OpenCLIP Concept Proportion: Using an open-source CLIP variant, this approach ranks image-text similarities and checks if the neuron label falls within a top proportion of ranked concepts. It provides a systematic way to evaluate how well a label matches a neuron’s activating images.
OpenCLIP Embedding Similarity: This method calculates the cosine similarity between embeddings of activating images and neuron labels, classifying matches based on a chosen similarity threshold. It is particularly effective for a rapid assessment of direct image-label alignment.

Methodology Overview

Key Findings

Alignment with Human Judgments: BLIP-2 achieved the highest Intersection over Union (IoU) score of 0.809, indicating superior alignment with human evaluators. It captures subtle details that are often overlooked by other automated methods. The OpenCLIP methods, while less nuanced, performed solidly with IoUs of 0.768 (concept proportion) and 0.776 (embedding similarity), showing their value for more straightforward assessments.

Quantitative Analysis

Efficiency Considerations: A key trade-off exists between the depth of analysis and computational speed. BLIP-2 offers rich, detailed evaluations but requires around 8 hours of processing time. OpenCLIP methods excel in speed, completing evaluations in just 4.5 minutes (concept proportion) and 2 minutes (embedding similarity). These faster methods are particularly advantageous for large-scale analysis or time-sensitive projects.

Time Analysis

Evaluation Consistency: The kappa statistic (κ) revealed a moderate agreement between BLIP-2 and human evaluations (κ = 0.4714), indicating a reasonable but imperfect alignment. OpenCLIP methods demonstrated substantial internal consistency (κ = 0.8358), but lower agreement with BLIP-2, reflecting their more binary approach to neuron labeling.

Sim Analysis

Discussion

Our findings reveal that while BLIP-2 excels in capturing the subtle, context-rich associations between images and neuron labels, it comes at the cost of longer evaluation times. In contrast, OpenCLIP methods, despite their more straightforward evaluation style, provide a rapid and reliable alternative. The choice between these methods depends on the specific needs of the analysis—BLIP-2 for in-depth, qualitative insights, and OpenCLIP for quick, large-scale evaluations.

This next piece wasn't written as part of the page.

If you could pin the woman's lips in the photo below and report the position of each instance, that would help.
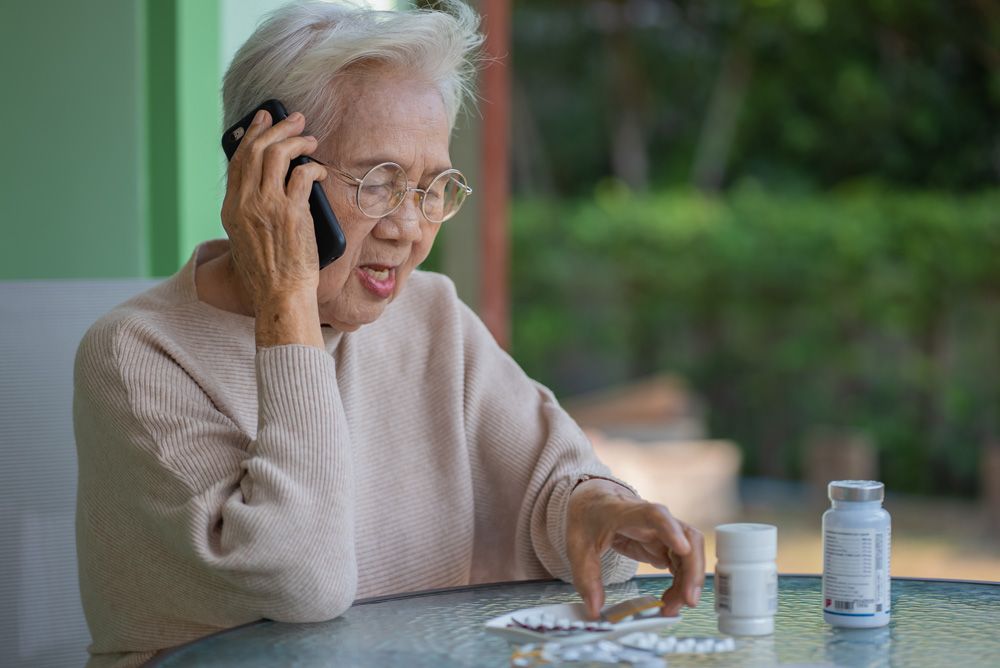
(377, 279)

The framework’s adaptability to newer models ensures it remains up-to-date with advancements in vision-language analysis. This flexibility is crucial for researchers seeking to refine the interpretability of neural networks without being constrained by older evaluation models.

Conclusion

The CLIP-Dissect Automatic Evaluation framework offers a robust, scalable solution for understanding how deep neural networks process information. By automating neuron labeling and leveraging state-of-the-art vision models, it minimizes the reliance on time-consuming manual evaluations. This framework not only verifies the accuracy of CLIP-Dissect’s neuron labels but also provides a valuable tool for improving neural network interpretability, supporting researchers in decoding the ‘black box’ nature of AI models.

Future Work

Moving forward, our focus will be on improving the adaptability of the framework to handle more complex datasets like ImageNet. The initial evaluations indicate that highly specific labels in ImageNet can challenge both human and automated evaluators. To address this, we aim to incorporate datasets featuring more general, intuitive concepts, such as basic shapes and common objects, to create a more human-aligned evaluation process.

Additionally, we plan to refine the threshold settings for OpenCLIP methods, aligning them more closely with human evaluative standards. These adjustments will help us further bridge the gap between automated and manual interpretations, making the evaluations more intuitive and reflective of human judgment.